According to this theory, when the provisions or terms of theory or convention are to come into force and in what form they are to be integrated into the law of the land or municipal law, there is the delegation of the power or rights to each state to determine it. The transformation of a treaty into national law is not necessary, but the act is entirely an adjunct of one act. The theory of delegation is incomplete because it does not satisfy the main argument of the theory of transformation. It assumes the primacy of international legal order, but the relations between municipal and international law are not clarified. International law is part of the municipal law of those nations, settled by the American decisions. The United States has applied the theory unequivocal that international law is a part of universal law. [9]

Theory of harmonization

According to this theory, both monistic and dualistic theories did not adequately explain the relationship between the international law and municipal law. The other alternative theories have just explained and developed regarding the harmonisation which is having in international law. As per prof. Niboyet,“ these two forces never meet, they are not like a gear. But  like two wheels revolving upon the same axis.”[10] They need not clash and if conflicts arise, municipal law is applied within the internal or domestic legal system, international law is applied to the state and for any breach of obligation of international law.
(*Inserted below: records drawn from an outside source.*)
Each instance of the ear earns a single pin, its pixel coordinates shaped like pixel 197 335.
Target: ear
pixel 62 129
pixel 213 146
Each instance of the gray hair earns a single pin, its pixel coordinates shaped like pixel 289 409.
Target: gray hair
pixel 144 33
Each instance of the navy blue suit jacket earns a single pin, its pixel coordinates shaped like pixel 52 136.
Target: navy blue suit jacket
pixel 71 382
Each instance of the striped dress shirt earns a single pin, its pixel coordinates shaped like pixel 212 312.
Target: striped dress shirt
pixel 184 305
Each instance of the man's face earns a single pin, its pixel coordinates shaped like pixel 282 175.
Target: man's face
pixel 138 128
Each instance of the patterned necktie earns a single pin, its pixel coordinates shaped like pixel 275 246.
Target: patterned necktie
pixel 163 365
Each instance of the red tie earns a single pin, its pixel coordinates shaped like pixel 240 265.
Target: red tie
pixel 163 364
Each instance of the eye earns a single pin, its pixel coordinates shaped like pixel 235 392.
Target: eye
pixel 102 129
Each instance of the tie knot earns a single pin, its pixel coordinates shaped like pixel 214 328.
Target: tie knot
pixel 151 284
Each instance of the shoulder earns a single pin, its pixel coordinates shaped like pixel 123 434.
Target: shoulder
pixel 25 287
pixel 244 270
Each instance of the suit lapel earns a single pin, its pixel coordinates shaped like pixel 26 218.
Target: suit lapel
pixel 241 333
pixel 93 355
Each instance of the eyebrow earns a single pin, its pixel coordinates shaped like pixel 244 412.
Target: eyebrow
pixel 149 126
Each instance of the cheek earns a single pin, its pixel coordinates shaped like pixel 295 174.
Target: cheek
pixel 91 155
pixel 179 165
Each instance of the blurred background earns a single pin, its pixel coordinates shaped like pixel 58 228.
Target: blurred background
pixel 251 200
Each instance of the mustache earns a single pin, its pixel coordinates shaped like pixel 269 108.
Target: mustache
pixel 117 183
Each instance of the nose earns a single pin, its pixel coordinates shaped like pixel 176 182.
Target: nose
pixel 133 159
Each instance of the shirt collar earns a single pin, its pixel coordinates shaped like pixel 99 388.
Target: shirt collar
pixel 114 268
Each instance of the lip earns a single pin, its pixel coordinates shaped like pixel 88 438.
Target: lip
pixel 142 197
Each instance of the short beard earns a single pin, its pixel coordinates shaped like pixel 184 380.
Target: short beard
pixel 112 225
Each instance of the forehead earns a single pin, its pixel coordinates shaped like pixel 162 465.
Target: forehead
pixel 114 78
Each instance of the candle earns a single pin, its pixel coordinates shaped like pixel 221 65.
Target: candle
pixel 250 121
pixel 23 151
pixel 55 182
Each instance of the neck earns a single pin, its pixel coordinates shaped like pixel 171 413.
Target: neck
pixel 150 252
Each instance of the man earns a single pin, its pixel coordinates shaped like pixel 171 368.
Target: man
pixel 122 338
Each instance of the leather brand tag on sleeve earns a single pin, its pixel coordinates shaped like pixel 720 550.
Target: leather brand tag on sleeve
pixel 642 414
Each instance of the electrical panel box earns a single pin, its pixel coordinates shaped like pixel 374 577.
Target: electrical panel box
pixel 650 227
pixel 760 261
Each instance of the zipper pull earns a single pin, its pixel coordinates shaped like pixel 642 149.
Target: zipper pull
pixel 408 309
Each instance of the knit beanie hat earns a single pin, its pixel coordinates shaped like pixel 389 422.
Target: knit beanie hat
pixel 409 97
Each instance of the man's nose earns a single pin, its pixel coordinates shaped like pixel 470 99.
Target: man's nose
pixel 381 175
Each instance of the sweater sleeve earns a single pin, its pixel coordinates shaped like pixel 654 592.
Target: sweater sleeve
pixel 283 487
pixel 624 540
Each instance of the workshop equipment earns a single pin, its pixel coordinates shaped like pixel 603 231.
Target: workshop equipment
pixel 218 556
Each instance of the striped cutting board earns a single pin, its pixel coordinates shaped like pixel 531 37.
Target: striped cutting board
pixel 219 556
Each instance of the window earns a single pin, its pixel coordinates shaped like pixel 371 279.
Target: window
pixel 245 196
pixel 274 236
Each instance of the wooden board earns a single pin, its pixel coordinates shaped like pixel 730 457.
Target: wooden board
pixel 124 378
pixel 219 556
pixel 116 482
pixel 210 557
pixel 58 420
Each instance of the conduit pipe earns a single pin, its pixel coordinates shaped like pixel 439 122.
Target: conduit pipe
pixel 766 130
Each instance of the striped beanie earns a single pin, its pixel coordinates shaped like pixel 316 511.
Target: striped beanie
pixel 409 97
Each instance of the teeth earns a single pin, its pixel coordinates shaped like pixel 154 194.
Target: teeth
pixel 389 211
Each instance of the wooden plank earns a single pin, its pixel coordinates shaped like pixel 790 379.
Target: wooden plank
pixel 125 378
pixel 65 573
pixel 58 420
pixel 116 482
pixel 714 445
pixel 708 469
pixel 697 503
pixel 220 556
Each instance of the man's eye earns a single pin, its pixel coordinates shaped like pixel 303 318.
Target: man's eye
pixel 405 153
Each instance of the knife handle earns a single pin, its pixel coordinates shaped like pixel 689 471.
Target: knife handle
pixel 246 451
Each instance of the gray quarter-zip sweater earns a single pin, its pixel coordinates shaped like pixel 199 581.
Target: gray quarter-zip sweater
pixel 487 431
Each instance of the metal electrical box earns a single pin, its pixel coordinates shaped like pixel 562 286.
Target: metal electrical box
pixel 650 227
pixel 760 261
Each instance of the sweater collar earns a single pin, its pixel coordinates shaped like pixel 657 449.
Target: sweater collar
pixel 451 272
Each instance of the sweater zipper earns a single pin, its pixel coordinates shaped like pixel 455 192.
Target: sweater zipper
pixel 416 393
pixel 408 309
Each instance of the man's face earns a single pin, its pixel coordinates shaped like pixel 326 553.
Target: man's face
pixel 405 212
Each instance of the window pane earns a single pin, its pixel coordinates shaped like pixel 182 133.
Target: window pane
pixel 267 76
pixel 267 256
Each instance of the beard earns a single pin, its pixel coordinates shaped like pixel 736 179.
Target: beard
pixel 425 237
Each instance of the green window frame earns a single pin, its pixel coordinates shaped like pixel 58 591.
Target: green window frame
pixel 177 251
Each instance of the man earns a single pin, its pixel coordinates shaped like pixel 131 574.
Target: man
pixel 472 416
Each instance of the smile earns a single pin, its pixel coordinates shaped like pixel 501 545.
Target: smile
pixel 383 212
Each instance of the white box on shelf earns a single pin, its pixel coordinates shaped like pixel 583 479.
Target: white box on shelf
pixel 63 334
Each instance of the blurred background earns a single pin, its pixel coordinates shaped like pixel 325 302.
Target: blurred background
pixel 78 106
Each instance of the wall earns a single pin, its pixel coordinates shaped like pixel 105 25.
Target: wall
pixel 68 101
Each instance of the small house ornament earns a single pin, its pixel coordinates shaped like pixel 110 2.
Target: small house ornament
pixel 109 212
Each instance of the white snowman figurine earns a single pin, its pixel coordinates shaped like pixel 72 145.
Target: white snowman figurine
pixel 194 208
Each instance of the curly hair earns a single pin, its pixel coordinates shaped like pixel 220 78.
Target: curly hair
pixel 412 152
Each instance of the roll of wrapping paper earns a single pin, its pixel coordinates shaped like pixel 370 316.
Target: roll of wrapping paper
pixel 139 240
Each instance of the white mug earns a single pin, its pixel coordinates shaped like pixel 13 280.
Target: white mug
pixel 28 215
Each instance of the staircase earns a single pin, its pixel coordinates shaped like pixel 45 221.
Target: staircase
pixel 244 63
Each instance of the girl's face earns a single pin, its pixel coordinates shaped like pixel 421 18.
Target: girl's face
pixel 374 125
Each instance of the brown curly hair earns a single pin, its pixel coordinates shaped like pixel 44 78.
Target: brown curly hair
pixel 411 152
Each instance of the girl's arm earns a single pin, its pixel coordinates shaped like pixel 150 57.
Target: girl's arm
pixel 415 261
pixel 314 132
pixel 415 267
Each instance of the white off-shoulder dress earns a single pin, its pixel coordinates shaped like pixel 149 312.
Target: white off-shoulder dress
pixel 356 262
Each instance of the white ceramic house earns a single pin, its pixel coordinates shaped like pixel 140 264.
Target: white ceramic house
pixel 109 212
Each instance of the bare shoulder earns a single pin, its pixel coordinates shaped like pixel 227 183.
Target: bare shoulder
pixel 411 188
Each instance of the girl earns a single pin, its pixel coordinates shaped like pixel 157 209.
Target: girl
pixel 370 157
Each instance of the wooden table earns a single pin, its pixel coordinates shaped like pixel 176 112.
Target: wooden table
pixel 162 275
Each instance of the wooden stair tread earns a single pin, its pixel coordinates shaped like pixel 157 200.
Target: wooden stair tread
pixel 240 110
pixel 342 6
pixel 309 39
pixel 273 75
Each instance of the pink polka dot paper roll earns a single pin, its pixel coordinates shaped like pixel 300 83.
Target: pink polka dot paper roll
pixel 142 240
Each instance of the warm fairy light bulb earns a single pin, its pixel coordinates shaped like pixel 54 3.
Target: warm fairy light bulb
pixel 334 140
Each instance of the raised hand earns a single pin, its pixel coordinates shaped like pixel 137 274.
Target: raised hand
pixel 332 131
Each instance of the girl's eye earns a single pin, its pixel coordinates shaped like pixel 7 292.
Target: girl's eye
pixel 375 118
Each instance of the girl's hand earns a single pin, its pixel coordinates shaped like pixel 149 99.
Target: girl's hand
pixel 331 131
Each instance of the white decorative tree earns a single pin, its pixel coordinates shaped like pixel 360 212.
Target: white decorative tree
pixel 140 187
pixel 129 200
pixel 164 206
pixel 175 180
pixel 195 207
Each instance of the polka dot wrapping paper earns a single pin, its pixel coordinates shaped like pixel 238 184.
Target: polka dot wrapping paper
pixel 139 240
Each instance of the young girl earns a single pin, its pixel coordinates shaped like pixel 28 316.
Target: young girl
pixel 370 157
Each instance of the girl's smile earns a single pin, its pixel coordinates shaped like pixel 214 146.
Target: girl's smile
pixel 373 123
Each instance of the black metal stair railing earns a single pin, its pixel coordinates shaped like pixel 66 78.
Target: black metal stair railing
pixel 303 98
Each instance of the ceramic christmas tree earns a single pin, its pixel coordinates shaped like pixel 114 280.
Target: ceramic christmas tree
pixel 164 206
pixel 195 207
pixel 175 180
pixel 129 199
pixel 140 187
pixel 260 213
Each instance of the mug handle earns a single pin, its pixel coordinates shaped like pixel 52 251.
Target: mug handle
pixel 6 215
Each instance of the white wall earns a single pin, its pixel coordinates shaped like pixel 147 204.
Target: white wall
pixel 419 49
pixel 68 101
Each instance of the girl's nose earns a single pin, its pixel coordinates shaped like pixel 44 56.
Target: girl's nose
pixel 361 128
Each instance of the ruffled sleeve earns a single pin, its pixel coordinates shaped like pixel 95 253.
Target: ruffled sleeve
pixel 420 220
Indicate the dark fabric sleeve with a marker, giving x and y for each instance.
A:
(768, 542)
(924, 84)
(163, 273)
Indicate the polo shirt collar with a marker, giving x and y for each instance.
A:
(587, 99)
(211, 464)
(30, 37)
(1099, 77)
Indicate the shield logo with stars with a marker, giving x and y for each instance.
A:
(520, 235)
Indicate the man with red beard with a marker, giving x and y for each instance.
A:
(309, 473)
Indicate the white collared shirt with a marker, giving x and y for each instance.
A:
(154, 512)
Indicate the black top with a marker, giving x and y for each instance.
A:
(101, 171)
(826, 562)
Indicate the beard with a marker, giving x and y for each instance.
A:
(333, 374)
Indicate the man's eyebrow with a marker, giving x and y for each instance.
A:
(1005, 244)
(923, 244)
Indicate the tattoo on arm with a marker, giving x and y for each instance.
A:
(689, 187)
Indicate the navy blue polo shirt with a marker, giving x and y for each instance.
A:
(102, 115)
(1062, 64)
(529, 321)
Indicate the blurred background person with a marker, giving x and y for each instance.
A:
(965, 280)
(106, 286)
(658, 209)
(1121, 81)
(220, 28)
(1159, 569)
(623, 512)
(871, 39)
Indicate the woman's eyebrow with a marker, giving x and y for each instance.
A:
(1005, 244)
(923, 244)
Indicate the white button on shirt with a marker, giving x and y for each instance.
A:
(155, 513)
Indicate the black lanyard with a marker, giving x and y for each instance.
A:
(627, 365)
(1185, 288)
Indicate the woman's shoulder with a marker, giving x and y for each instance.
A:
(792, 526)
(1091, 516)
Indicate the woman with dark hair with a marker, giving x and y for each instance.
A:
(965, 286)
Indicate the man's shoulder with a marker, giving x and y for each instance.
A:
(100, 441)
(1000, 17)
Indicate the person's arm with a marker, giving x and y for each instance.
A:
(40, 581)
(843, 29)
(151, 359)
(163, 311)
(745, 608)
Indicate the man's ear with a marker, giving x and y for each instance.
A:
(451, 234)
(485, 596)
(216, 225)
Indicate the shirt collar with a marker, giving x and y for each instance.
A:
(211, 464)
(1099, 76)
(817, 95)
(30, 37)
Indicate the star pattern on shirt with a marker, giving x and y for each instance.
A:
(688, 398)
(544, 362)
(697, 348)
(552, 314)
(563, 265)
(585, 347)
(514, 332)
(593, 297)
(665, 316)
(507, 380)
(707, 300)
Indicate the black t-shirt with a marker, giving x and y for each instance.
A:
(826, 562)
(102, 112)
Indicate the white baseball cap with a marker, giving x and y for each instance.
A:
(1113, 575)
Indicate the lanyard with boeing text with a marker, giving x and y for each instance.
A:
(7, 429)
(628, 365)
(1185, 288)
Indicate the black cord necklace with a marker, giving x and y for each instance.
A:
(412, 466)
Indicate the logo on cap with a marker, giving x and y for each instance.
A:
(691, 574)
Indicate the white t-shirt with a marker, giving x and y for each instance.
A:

The relationship between the international law and domestic law is mentioned in the two main theories such as the monistic and dualistic theories. In monistic theory, domestic law and international law are similar laws and there should not be separation among them and it is based on natural law. In dualistic theory, the  international law and internal law are not similar and these are the two separate laws. These both theories have their own perspectives about international law but some countries follow one of these theories purely and some countries follow international law when it is in favour of them. The harmonisation theory states that neither theories explain the relation between the international law and internal law.


[1] Bryan A.Garner(ed.), Black’s Law Dictionary 2392 (8th ed., 2004).

[2]Definition of municipal law, available at: (Last visited on December 25, 2020).

[3] Supra note 1 at 3229.

[4] Ololade O. Shyllon, Monism/Dualism Or Self Executory: The Application Of Human Rights Treaties By Domestic Courts In Africa, Advanced Course On The International Protection Of Human Rights, Held on (Institute For Human Rights, Abo Akademi University, 17-28 Aug 2009), available at:  (last visited on December 25, 2020). 

[5] David Dyzenhua (ed.), Sovereignty A contribution of the theory of public and international law 17 (Berkeley Law, 2019).  

[6] Supra note 4 at 6.

[7] Paust, Jordan J., “Basic Forms of International Law and Monist, Dualist, and Realist Perspectives” SSRN 244-265 (2013). 

[8] The Constitution of India, art. 51.

[9] Relationship between international law and municipal law Flashcards Preview, available at (last visited on December 26, 2020). 

[10] Daniel P O’Connell, “Relationship between International Law and Municipal Law” 48(3) Georgetown Law Journal 440 (1960).